Cependant, le schooner avait graduellement tourné sur lui-même et repris le vent; ses voiles s'étant de nouveau gonflées, il vogua assez vite pendant deux ou trois minutes, puis s'arrêta court, comme la première fois. Cela se répéta à plusieurs reprises. Allant et venant, ici, de là, au nord, au sud, à l'est, à l'ouest, l'_Hispaniola_ errait à l'aventure, et chaque mouvement se terminait de la même manière, les voiles retombant contre le mât. Il devint certain pour moi que personne ne tenait la barre. Et, s'il en était ainsi, où se trouvaient donc les hommes? Ou ils étaient ivres à ne plus avoir conscience de ce qui se passait, ou ils avaient abandonné le navire.

«Si je pouvais seulement l'aborder, me dis-je, peut-être arriverais-je à le ramener à son capitaine!»

Le courant entraînait le schooner et la pirogue dans la même direction. Quant aux voiles du schooner, elles agissaient d'une façon si désordonnée et si intermittente, et à chaque temps d'arrêt le navire restait si indécis, qu'il ne gagnait assurément pas sur moi, si même il ne perdait pas. Si seulement j'osais m'asseoir pour pagayer, je me sentais sûr de le rejoindre. Le projet avait un air d'aventure qui me plut, et le souvenir du tonneau d'eau fraîche près de la porte du salon redoubla mon courage.

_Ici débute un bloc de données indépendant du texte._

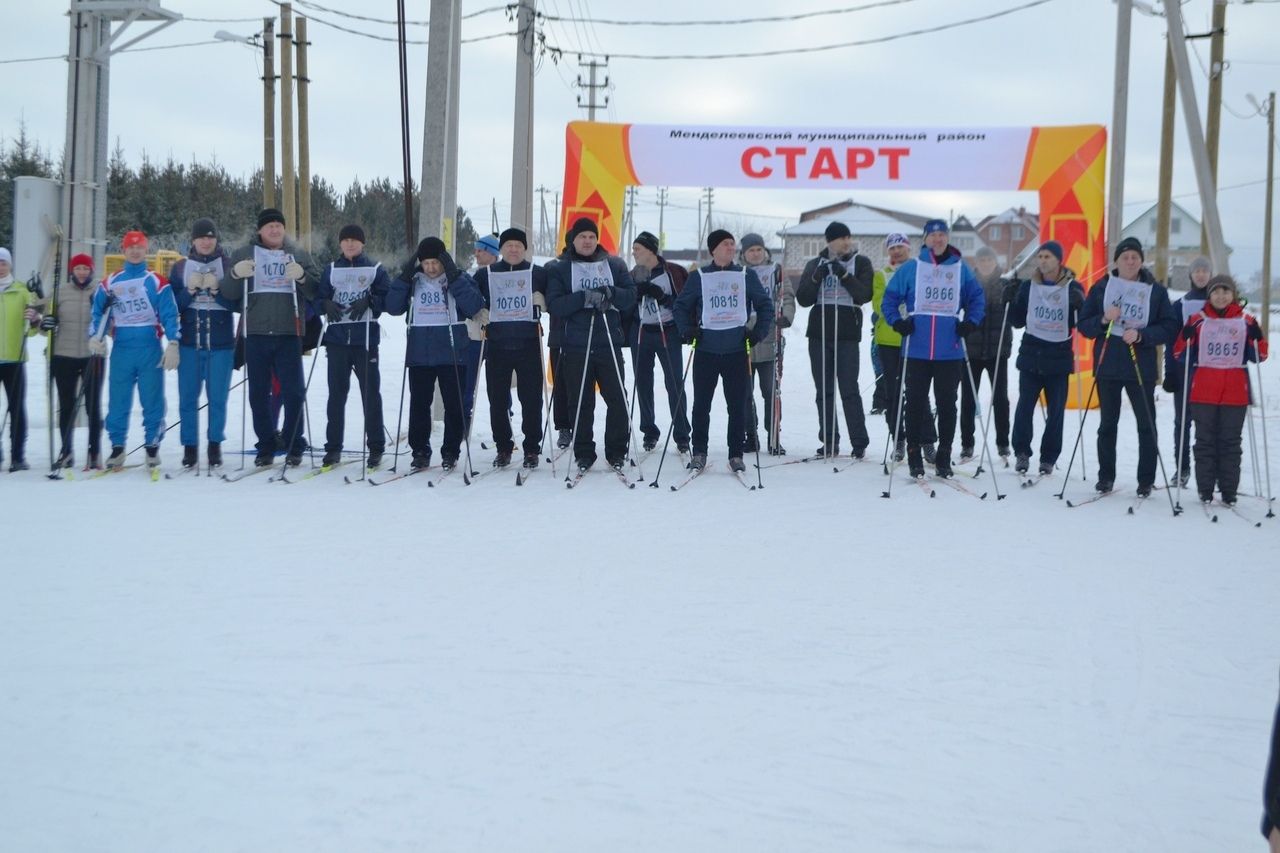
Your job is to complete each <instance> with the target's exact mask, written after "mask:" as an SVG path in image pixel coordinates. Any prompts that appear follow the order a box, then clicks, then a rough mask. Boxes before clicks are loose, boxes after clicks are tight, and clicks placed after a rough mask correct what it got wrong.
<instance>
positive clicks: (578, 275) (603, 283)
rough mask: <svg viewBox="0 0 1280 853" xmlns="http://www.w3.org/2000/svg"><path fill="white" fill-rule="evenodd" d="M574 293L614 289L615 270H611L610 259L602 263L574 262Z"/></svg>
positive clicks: (573, 263)
mask: <svg viewBox="0 0 1280 853" xmlns="http://www.w3.org/2000/svg"><path fill="white" fill-rule="evenodd" d="M570 278H571V279H572V287H573V292H575V293H577V292H579V291H594V289H595V288H598V287H613V270H612V269H609V261H608V259H605V260H602V261H573V265H572V273H571V277H570Z"/></svg>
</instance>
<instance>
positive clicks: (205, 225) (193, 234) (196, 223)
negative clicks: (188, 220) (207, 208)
mask: <svg viewBox="0 0 1280 853" xmlns="http://www.w3.org/2000/svg"><path fill="white" fill-rule="evenodd" d="M201 237H212V238H214V240H218V228H216V227H215V225H214V220H212V219H197V220H196V222H193V223H191V238H192V240H198V238H201Z"/></svg>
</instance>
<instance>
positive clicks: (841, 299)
mask: <svg viewBox="0 0 1280 853" xmlns="http://www.w3.org/2000/svg"><path fill="white" fill-rule="evenodd" d="M855 257H858V255H856V254H855V255H854V257H850V259H849V263H847V264H845V261H840V263H841V264H844V266H845V269H847V270H850V272H852V269H854V259H855ZM818 305H844V306H845V307H854V297H852V296H850V295H849V291H846V289H845V288H844V286H842V284H841V283H840V279H838V278H836V274H835V273H832V272H831V270H829V269H828V270H827V275H826V277H824V278H823V279H822V289H819V291H818Z"/></svg>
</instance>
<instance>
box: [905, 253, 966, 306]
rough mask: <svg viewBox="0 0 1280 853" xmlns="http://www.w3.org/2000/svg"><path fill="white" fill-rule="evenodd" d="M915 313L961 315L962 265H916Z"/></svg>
mask: <svg viewBox="0 0 1280 853" xmlns="http://www.w3.org/2000/svg"><path fill="white" fill-rule="evenodd" d="M915 313H916V314H932V315H934V316H956V315H957V314H960V264H924V263H919V261H918V263H916V264H915Z"/></svg>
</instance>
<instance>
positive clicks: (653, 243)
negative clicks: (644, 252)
mask: <svg viewBox="0 0 1280 853" xmlns="http://www.w3.org/2000/svg"><path fill="white" fill-rule="evenodd" d="M635 245H636V246H644V247H645V248H648V250H649V251H652V252H653V254H654V255H657V254H658V238H657V237H654V236H653V234H650V233H649V232H648V231H641V232H640V233H639V234H636V238H635Z"/></svg>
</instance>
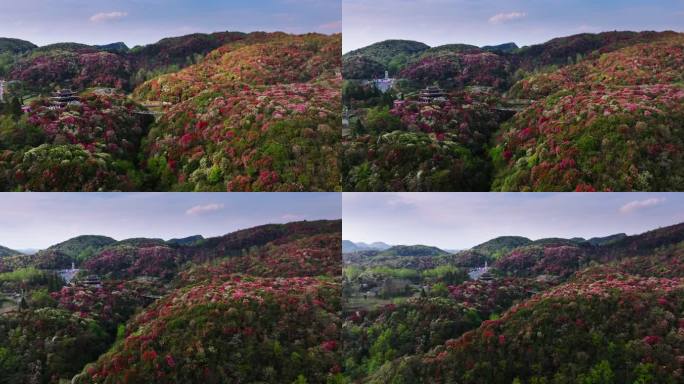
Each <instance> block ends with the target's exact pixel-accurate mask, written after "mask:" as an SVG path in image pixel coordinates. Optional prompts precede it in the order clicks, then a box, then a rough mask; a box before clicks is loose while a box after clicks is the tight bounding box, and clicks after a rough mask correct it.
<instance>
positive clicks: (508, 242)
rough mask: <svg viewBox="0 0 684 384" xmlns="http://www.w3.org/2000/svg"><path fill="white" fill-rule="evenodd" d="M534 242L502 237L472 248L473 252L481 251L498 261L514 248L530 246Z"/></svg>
mask: <svg viewBox="0 0 684 384" xmlns="http://www.w3.org/2000/svg"><path fill="white" fill-rule="evenodd" d="M531 242H532V240H530V239H528V238H526V237H521V236H501V237H497V238H496V239H492V240H489V241H486V242H484V243H482V244H479V245H476V246H474V247H473V248H472V250H473V251H479V252H482V253H485V254H487V255H491V256H492V258H494V259H497V258H499V257H501V256H503V255H504V254H506V253H508V252H510V251H511V250H513V249H514V248H518V247H521V246H523V245H527V244H530V243H531Z"/></svg>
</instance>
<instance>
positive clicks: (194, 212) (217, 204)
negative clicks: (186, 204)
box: [185, 204, 224, 215]
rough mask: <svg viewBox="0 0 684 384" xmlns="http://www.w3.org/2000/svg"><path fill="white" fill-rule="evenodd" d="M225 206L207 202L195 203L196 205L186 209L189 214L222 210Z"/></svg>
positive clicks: (187, 214) (212, 211) (218, 210)
mask: <svg viewBox="0 0 684 384" xmlns="http://www.w3.org/2000/svg"><path fill="white" fill-rule="evenodd" d="M223 208H224V205H223V204H206V205H195V206H194V207H192V208H190V209H188V210H187V211H185V213H186V214H187V215H201V214H204V213H208V212H215V211H220V210H222V209H223Z"/></svg>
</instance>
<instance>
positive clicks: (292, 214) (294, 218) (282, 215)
mask: <svg viewBox="0 0 684 384" xmlns="http://www.w3.org/2000/svg"><path fill="white" fill-rule="evenodd" d="M304 217H305V216H304V215H298V214H295V213H286V214H284V215H282V216H281V217H280V218H281V219H283V220H288V221H299V220H304Z"/></svg>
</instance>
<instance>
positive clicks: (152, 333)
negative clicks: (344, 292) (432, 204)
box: [0, 220, 344, 384]
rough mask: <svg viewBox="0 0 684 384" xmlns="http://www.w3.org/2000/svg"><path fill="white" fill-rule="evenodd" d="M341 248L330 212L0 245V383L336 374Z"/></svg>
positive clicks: (157, 381) (324, 378)
mask: <svg viewBox="0 0 684 384" xmlns="http://www.w3.org/2000/svg"><path fill="white" fill-rule="evenodd" d="M340 252H341V222H340V221H339V220H338V221H314V222H295V223H290V224H279V225H264V226H260V227H255V228H250V229H246V230H241V231H238V232H234V233H230V234H227V235H225V236H221V237H215V238H207V239H205V238H202V237H201V236H193V237H190V238H187V239H173V240H170V241H164V240H161V239H147V238H136V239H127V240H123V241H116V240H113V239H111V238H108V237H104V236H80V237H77V238H74V239H70V240H68V241H66V242H63V243H60V244H57V245H55V246H53V247H50V248H48V249H45V250H43V251H40V252H38V253H37V254H35V255H30V256H29V255H23V254H20V253H19V252H17V251H12V250H9V249H5V248H2V255H1V256H0V383H3V384H5V383H7V384H11V383H17V384H19V383H63V382H74V383H113V382H116V383H126V382H130V383H142V382H157V383H226V382H233V383H237V382H242V383H248V382H250V383H253V382H260V383H283V382H286V383H338V382H339V383H341V382H344V381H342V380H343V378H342V377H341V373H340V372H341V365H340V361H341V354H340V330H341V318H340V313H341V293H340V273H341V272H340V271H341V260H340ZM72 265H73V266H74V267H75V268H74V269H73V270H72V269H71V268H72V267H71V266H72ZM66 280H69V281H66ZM302 324H306V325H307V326H306V327H302Z"/></svg>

Je me relevai et je reçus immédiatement comme salut un nuage d'embruns en pleine figure. Mais, cette fois, je ne cédai pas, et je me mis à pagayer de toute ma force vers l'_Hispaniola_. Une fois, un si gros paquet d'eau inonda mon embarcation, que je dus m'arrêter pour la vider, le cœur battant comme un oiseau en cage. Mais, par degrés, je me pénétrai de l'esprit de la chose et je finis par guider assez convenablement ma pirogue parmi les vagues, non sans recevoir de temps en temps un coup sur mon avant ou une gerbe d'écume sur la face. Peu m'importait, car j'avançais maintenant et je gagnais visiblement sur le schooner. Bientôt je vis étinceler les cuivres du gouvernail, comme il battait sur l'arrière. Et toujours personne sur le pont!... J'étais bien obligé de me dire qu'on avait déserté le navire. En tout cas, si les hommes s'y trouvaient encore, ils devaient être ivres dans le salon, et alors il serait peut-être possible de les y enfermer et de faire du schooner ce que je jugerais à propos.

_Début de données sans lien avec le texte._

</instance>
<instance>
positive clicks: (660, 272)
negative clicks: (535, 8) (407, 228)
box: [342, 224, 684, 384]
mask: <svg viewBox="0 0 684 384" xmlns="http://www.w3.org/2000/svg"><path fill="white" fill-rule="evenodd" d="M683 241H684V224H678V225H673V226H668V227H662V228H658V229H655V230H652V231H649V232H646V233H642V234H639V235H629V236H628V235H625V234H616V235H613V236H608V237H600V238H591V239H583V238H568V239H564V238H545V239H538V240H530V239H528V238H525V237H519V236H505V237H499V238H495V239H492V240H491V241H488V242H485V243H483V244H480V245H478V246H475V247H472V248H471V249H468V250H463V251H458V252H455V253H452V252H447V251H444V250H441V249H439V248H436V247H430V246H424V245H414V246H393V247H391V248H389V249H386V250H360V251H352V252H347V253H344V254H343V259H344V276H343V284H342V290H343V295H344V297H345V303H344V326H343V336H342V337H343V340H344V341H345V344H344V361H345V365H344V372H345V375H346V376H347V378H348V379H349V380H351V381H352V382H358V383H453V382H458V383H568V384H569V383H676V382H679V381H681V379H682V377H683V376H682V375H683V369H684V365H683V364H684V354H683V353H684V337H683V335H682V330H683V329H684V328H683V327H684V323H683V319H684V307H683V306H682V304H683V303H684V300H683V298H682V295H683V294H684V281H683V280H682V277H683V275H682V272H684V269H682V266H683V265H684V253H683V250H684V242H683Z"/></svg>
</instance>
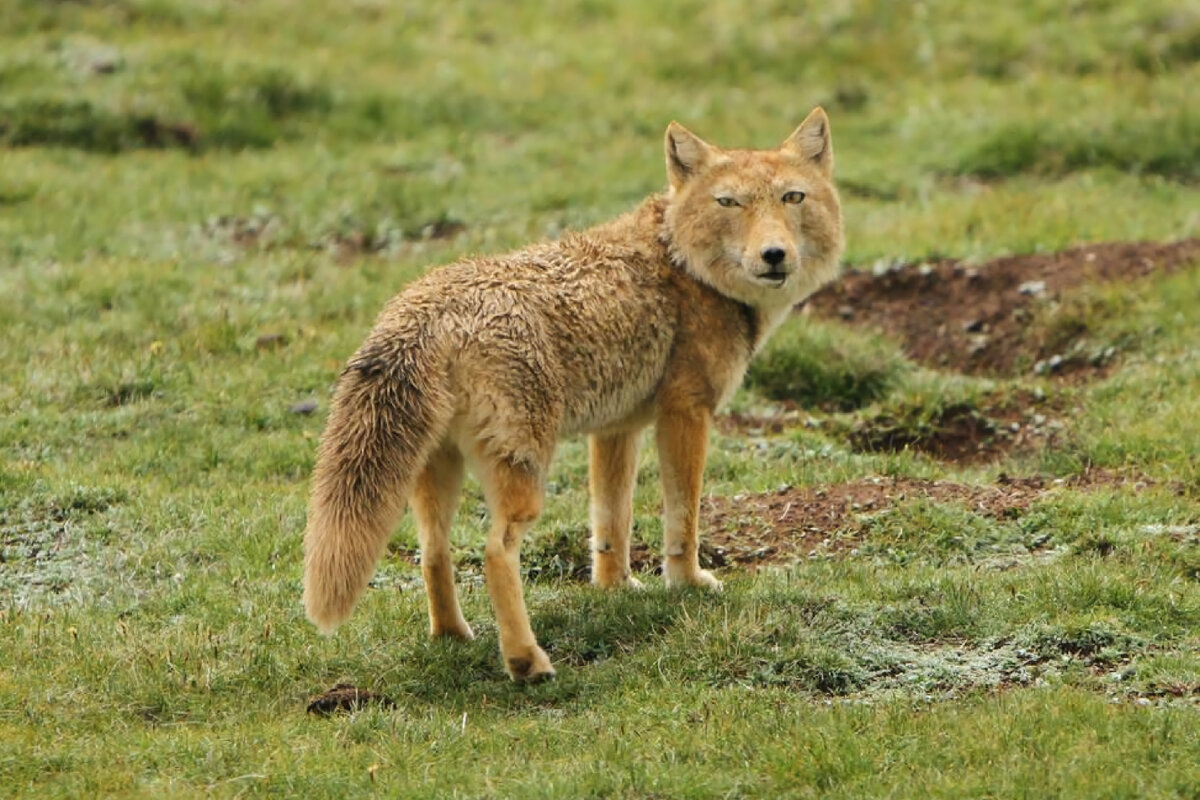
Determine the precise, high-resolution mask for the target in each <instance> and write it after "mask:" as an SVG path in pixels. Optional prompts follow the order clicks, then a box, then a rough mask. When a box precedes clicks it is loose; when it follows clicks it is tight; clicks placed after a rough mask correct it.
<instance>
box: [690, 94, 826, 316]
mask: <svg viewBox="0 0 1200 800" xmlns="http://www.w3.org/2000/svg"><path fill="white" fill-rule="evenodd" d="M666 146H667V173H668V176H670V179H671V209H670V212H668V215H667V219H668V224H671V229H672V236H673V240H674V245H676V248H677V249H678V252H679V254H680V257H682V260H684V261H685V263H686V264H688V265H689V266H690V267H691V269H692V270H694V271H695V273H696V276H697V277H698V278H701V279H702V281H706V282H708V283H710V284H712V285H713V287H715V288H716V289H719V290H720V291H722V293H724V294H726V295H728V296H731V297H737V299H739V300H742V301H744V302H748V303H751V305H754V306H757V307H778V306H790V305H792V303H793V302H796V297H797V296H800V297H803V296H806V295H808V294H809V293H811V291H812V290H814V289H815V288H816V287H818V285H821V284H822V283H824V282H826V281H828V279H829V278H830V277H833V273H834V271H835V270H836V257H838V255H840V252H841V225H840V218H841V206H840V203H839V199H838V192H836V190H835V188H834V186H833V182H832V178H833V143H832V142H830V137H829V122H828V119H827V118H826V115H824V112H822V110H821V109H817V110H815V112H814V113H812V114H810V115H809V118H808V119H806V120H805V121H804V122H803V124H802V125H800V126H799V127H798V128H797V130H796V132H794V133H793V134H792V136H791V137H788V138H787V140H786V142H784V144H782V145H781V146H780V149H779V150H767V151H754V150H721V149H719V148H714V146H713V145H710V144H708V143H706V142H703V140H702V139H700V138H698V137H696V136H695V134H694V133H691V132H689V131H688V130H685V128H684V127H683V126H679V125H677V124H672V125H671V127H670V128H667V136H666ZM830 254H833V255H834V258H833V259H830V258H829V255H830ZM764 255H766V258H764Z"/></svg>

Pendant assez longtemps, il était resté dans la pire position possible pour moi,--immobile, son avant tourné vers le sud. Il dérivait alors, bien entendu. Bientôt son avant portait à l'ouest, ses voiles se remplissaient à demi et le ramenaient en un moment droit sous le vent. Et le résultat était qu'il s'enfuyait devant moi au moment où je pouvais me croire sur le point de l'atteindre.

Mais enfin je crus avoir trouvé l'instant favorable. La brise était à peu près tombée pendant quelques secondes; le courant faisant tourner l'_Hispaniola_ sur elle-même, elle me présenta sa poupe, avec la fenêtre gauche ouverte, et la lampe toujours allumée au-dessus de la table, en plein jour, la grande voile tombait le long du mât comme un drapeau. Sauf pour le lent mouvement de progression que lui imprimait le courant, le navire semblait être à l'ancre. Je redoublai d'efforts pour le rejoindre, et je n'en étais pas à cent mètres quand un souffle de brise arriva, tomba dans les voiles par bâbord, et le fit repartir en rasant l'eau comme une hirondelle.

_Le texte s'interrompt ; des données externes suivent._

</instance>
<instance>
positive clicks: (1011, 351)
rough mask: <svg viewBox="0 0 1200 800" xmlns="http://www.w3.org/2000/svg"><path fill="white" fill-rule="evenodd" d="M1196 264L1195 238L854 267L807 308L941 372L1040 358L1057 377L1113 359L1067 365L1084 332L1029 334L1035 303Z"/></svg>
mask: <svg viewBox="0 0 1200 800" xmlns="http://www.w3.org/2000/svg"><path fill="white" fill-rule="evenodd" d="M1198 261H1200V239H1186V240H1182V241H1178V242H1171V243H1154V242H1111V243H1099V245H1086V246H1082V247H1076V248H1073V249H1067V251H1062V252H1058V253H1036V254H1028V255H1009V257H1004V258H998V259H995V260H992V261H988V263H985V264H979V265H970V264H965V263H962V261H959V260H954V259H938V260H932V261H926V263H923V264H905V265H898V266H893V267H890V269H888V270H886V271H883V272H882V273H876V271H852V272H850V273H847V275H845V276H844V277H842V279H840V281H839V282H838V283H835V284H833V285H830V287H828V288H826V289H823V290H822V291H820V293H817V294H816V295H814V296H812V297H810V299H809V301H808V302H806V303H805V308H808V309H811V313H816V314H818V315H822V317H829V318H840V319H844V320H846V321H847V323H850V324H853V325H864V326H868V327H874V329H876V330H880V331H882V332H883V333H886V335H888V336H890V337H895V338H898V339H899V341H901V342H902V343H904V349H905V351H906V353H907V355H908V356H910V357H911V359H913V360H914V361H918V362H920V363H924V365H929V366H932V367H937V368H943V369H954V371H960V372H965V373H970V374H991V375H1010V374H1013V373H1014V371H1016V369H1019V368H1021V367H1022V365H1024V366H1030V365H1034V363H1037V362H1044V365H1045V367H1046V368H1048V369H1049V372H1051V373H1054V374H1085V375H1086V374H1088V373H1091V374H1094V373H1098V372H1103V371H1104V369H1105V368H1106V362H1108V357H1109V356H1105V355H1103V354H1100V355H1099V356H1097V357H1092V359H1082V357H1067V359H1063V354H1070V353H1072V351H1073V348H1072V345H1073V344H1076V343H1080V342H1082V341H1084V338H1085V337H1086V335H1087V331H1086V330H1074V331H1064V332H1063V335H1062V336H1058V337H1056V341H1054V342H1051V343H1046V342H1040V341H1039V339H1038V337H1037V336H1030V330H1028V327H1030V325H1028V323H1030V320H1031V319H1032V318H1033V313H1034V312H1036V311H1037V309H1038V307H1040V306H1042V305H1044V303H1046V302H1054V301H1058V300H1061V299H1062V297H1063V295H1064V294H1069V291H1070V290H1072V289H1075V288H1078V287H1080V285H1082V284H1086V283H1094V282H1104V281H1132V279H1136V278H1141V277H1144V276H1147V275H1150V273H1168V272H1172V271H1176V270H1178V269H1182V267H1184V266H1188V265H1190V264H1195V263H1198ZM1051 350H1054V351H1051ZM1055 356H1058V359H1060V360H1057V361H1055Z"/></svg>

Mon premier mouvement fut le désespoir. Le second fut la joie du triomphe. L'_Hispaniola_ virait et me présentait le flanc; elle virait encore et revenait sur moi; elle franchissait la moitié, puis les deux tiers, puis les trois quarts de la distance qui nous séparait. Elle allait m'atteindre. Je voyais les vagues bouillonnant toutes blanches sous sa proue. D'en bas, dans ma pirogue, elle me paraissait effroyablement haute.